The gold price was drifting sideways on Thursday, down some $50 an ounce from a brief (but glorious) near seven-year intraday high above $1,600 an ounce a fortnight ago.
But the metal remains firmly in a bull market with a 20%-plus rise over the past year. Go back 20 years, and the rally is even more spectacular considering at the turn of the century gold was trading for a relative pittance of $270 an ounce.
Is gold overvalued at these levels? Has the rise been too far, too fast? Are gold bugs (once again) guilty of irrational exuberance?
In comparison to stock markets, the answer is a resounding no. The gold price’s underperformance relative to the record–setting S&P 500 Index is stark.
Today, you need little over two ounces to buy the market. The ratio was the same in September 2007 when an ounce of gold could be picked up for less than $600.
The average over the long term – and we’re talking 90-years here – is 1.31.

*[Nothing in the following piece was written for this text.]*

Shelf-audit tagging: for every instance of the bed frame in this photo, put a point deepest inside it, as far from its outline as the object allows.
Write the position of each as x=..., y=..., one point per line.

Since the US left the gold standard entirely in August 1971, it’s 1.55. That implies a fair value for gold north of $2,400 an ounce, which either means gold bugs’ party has only begun or stocks are in for a real beating.
You can argue that during gold’s spike in 1980 to $850 an ounce – in inflation-adjusted terms still the all-time high – it lost touch with stock values (and some would say reality) entirely.
But the recent peak – when gold hit a record around $1,900 an ounce in 2011 – did not constitute a wild deviation from the norm and based on relative value could be in reach once again.